Unlike a good many museums designed by name architects, Botta’s SFMOMA is an extraordinary space for exhibiting the art of this century. It does not suffer the fate of merely being an extraordinary non-utilitarian work of art.

It is difficult not to compare Botta’s spectacularly artful atrium to Frank Lloyd Wright’s museum masterwork in New York — the Guggenheim. Both buildings squeeze the visitor through tiny street entrances into enormous expanses of light and space. Botta’s atrium runs the building’s full five stories, tunnelling great shafts of light down its central turret. Likened by the architect to an Italian piazza, the atrium serves as a spectacular entrance to four floors of exhibition space. While critics may compare the black and grey striped granite floors and walls to department store perfume counters, it is the perfect entrance for an art museum. While Wright contrived to exhibit works around his spiralling foyer (giving curators headaches to this day), Botta chose to build his galleries off to three sides of the lobby.

This approach offers rewards at every turn. Generous rooms are linked by playful stairways. Intriguing vistas across the atrium into adjacent galleries are provided by unexpected cut-aways. Tiny slit windows offer tantalising glimpses of the city outside.

Light from the enormous central skylight plays sculptor to the building’s interior surfaces and volumes. The complex arrangement of diffusers and curved translucent paneling in the galleries (which took more than three years to develop) provides excellent lighting for the works of art. From the incredible 25 foot ceilings of the contemporary gallery on the fifth floor to the endless corridors of panels in the third floor galleries (which house the permanent collection), the visitor is rewarded continually with architecturally exciting spaces. Best of all, the work on display never plays second fiddle to the architect’s ego.
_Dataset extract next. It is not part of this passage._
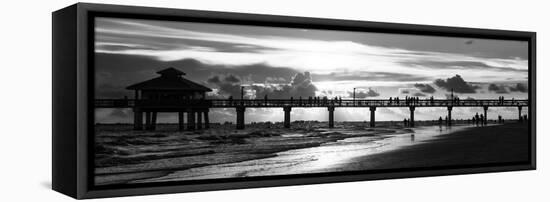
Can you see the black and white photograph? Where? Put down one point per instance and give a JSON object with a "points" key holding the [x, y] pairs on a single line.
{"points": [[185, 101]]}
The fifth floor also sports a virtually transparent metal ramp that spans the thirty-eight foot diameter turret. Though this bridge provides no practical access that couldn’t have been given more easily from the circumference, it’s a spectacularly dramatic viewing platform. Here — seventy-five feet above the ground floor and sixty feet below the skylight — one feels the vertigo of culture first hand. It is also a great spot to appreciate the simplicity and elegance of Botta’s minimalist abstraction: the voluminous cylindrical lobby, the views up to the sky and out to surrounding buildings, the ziggurat-like turnings of the central staircase.

Looking from across the road in the newly opened Beuna Yerba Gardens, Botta’s controversial candy-striped stone work makes best sense. The two-toned granite and modest brick cladding fuse classical, modern, and postmodern styles together — especially with Fumihiko Maki’s recently completed Centre for the Arts complex in the foreground and Timothy Pflueger’s 1925 Pacific Bell classic skyscraper looming behind.

From this perspective, Botta’s three-tiered stepped back landmark looks anything but conservative. Critics might not agree why, but there is little doubt in anyone’s mind that Botta’s museum has already become an icon for San Francisco’s cultural aspirations. Which is more than a shopping mall could ever aspire to, right?